# Ubuntu 8.10 träge und langsam :-(



## Johannes7146 (5. November 2008)

hallo zusammen,
habe über mein ubuntu 8.04 ein upgrade gefahren (auf 8.10)
habe mit meinem 8.04 kaum gearbeitet und kann daher nicht sagen ob das problem dort auch schon war.

Folgends verhalten stört mich:
Scrollen im Browser (egal welcher) ist sehr träge und langsam.
genauso, wenn ich mit meiner Maus im Menu (egal welches) bewege regaiert es etwas träge.

Flash videos laufen zwar aber stottern total.

Meine CPU wird dabei nie mehr als 40% ausgelastet.
Ich vermute das irgendwelche treiber oder pakete fehlen, nur ich weiß leider nicht welche...

Eigentlich funktioniert sonst alles...
Wlan, passende Auflösung, Desktop cube (auch recht träge)
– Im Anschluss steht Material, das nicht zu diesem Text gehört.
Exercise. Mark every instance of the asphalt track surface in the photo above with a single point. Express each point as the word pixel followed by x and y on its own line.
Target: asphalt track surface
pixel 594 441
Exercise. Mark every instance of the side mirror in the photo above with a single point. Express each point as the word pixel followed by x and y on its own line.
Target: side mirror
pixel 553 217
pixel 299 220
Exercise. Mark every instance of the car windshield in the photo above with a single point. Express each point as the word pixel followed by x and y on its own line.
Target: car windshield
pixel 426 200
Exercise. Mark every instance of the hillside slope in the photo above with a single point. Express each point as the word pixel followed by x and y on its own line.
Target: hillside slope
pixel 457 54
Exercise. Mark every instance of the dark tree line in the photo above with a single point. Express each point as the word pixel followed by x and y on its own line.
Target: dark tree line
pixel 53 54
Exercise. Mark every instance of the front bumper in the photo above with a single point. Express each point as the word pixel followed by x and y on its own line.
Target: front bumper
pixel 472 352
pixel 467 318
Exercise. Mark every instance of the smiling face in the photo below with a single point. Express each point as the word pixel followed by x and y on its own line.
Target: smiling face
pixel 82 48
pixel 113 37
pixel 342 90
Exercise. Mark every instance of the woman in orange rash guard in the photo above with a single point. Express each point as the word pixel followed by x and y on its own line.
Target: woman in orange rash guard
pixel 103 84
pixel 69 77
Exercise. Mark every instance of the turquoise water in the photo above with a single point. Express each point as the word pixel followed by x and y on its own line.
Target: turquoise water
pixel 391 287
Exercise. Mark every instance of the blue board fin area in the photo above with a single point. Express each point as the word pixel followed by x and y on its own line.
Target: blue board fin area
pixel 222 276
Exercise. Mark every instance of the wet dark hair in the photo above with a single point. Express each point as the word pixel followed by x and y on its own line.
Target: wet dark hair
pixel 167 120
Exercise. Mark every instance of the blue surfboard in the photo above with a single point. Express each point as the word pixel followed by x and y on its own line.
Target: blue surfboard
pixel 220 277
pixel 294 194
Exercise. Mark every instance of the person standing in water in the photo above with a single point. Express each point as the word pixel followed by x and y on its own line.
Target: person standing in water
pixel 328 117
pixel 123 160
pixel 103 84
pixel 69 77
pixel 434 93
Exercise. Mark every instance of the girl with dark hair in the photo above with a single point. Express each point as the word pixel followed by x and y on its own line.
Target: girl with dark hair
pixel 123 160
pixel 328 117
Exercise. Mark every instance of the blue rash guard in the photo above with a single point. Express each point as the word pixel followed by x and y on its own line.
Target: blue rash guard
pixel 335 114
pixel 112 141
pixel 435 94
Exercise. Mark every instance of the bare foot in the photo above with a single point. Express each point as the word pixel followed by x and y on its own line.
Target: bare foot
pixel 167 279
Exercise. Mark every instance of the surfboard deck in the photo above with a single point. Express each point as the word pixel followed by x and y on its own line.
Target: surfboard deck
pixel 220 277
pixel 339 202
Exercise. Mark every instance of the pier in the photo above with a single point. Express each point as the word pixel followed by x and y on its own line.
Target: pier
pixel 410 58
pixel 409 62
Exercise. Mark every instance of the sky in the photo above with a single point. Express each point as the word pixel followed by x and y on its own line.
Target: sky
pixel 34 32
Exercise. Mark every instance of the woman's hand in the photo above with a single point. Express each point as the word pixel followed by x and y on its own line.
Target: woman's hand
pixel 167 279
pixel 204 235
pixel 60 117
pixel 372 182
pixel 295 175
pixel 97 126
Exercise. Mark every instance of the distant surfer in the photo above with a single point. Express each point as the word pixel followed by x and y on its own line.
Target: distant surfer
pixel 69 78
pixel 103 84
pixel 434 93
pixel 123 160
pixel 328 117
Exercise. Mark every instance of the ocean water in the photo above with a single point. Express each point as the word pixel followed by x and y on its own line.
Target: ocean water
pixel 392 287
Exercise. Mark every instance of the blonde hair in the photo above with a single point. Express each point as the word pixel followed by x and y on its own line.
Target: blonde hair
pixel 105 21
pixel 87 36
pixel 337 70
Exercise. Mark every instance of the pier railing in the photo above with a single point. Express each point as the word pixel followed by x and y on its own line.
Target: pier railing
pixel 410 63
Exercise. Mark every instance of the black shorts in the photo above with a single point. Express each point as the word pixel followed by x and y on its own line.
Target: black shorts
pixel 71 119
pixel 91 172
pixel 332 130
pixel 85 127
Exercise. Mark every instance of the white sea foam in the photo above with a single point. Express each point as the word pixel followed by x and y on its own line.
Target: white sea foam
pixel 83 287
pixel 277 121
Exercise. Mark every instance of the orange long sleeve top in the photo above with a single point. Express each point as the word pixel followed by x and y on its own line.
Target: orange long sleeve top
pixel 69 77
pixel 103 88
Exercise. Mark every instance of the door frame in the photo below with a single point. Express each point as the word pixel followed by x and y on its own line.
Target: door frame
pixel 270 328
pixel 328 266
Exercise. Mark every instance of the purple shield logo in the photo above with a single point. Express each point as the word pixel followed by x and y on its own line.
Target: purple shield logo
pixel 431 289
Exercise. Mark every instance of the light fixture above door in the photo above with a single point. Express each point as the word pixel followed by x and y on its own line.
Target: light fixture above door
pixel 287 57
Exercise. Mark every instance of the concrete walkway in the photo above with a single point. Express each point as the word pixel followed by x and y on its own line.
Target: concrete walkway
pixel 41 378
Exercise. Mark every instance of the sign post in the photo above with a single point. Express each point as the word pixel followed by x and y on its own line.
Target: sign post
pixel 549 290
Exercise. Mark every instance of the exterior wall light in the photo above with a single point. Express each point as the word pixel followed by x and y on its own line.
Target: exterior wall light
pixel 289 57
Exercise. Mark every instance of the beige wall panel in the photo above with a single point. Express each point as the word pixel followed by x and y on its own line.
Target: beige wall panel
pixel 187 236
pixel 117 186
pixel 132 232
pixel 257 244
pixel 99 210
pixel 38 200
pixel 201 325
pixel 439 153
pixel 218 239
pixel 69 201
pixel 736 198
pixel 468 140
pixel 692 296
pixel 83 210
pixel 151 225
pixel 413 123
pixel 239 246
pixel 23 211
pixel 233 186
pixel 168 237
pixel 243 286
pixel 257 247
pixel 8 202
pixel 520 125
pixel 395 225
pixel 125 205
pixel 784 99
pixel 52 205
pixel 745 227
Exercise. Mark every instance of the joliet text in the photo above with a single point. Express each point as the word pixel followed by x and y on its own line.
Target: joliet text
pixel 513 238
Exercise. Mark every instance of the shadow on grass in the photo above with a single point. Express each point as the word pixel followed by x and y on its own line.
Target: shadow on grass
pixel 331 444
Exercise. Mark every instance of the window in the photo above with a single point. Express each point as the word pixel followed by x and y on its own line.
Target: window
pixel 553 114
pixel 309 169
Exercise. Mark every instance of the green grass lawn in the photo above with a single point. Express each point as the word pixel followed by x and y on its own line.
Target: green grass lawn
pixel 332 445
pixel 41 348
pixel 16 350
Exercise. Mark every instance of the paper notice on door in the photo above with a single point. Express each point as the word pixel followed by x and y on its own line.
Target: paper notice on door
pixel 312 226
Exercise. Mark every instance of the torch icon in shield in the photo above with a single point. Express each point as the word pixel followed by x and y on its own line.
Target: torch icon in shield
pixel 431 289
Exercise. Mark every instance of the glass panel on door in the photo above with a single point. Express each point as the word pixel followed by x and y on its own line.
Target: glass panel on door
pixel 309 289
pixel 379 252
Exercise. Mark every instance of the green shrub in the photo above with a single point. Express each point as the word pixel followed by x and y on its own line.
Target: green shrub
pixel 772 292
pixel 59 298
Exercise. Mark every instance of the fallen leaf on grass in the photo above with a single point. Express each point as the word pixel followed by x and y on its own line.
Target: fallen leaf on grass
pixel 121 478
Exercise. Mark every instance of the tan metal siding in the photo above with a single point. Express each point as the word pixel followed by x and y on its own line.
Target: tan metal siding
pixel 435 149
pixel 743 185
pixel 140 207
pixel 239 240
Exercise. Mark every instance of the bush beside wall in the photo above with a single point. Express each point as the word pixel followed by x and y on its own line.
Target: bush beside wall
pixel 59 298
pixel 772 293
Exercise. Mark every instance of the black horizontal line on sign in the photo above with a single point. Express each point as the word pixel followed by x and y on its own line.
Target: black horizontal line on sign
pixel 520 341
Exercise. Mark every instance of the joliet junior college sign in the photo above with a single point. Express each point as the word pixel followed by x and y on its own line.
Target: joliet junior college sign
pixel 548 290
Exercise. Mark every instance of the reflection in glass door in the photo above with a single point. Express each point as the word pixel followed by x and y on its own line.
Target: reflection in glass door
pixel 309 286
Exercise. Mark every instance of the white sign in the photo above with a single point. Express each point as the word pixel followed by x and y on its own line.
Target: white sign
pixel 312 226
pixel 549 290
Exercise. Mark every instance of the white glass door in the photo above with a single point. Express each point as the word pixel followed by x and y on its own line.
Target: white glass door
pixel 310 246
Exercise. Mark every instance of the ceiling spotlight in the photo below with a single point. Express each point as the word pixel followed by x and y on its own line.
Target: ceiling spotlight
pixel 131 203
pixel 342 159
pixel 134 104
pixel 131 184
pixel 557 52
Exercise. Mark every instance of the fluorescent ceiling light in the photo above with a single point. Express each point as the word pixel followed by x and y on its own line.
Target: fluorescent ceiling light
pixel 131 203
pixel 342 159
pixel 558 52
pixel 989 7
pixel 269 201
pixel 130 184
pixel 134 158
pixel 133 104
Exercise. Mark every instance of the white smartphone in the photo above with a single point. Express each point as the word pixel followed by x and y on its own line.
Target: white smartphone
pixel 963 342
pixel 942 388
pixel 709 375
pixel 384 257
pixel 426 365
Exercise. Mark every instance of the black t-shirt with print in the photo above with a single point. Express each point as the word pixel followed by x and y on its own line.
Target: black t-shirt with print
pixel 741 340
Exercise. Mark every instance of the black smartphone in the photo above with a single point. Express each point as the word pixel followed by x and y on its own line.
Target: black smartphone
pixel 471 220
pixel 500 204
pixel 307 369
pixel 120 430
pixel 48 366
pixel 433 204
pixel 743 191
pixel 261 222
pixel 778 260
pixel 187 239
Meine Hardware: ein Thinkpad R61i
CPU: T5750 (2ghz)
RAM: 2GB
Grafik: x3100


----------



## deepthroat (5. November 2008)

Hi.

Vermutlich hast du keinen geeigneten (accelerated) Grafiktreiber installiert (bzw. deine Grafikkarte ist einfach zu schwach). Ich würde erstmal jegliche Desktopeffekte (Cube etc.) ausstellen.

Gruß


----------



## Johannes7146 (5. November 2008)

also unter ubuntu 7.10 lief desktop cube usw einsatz frei....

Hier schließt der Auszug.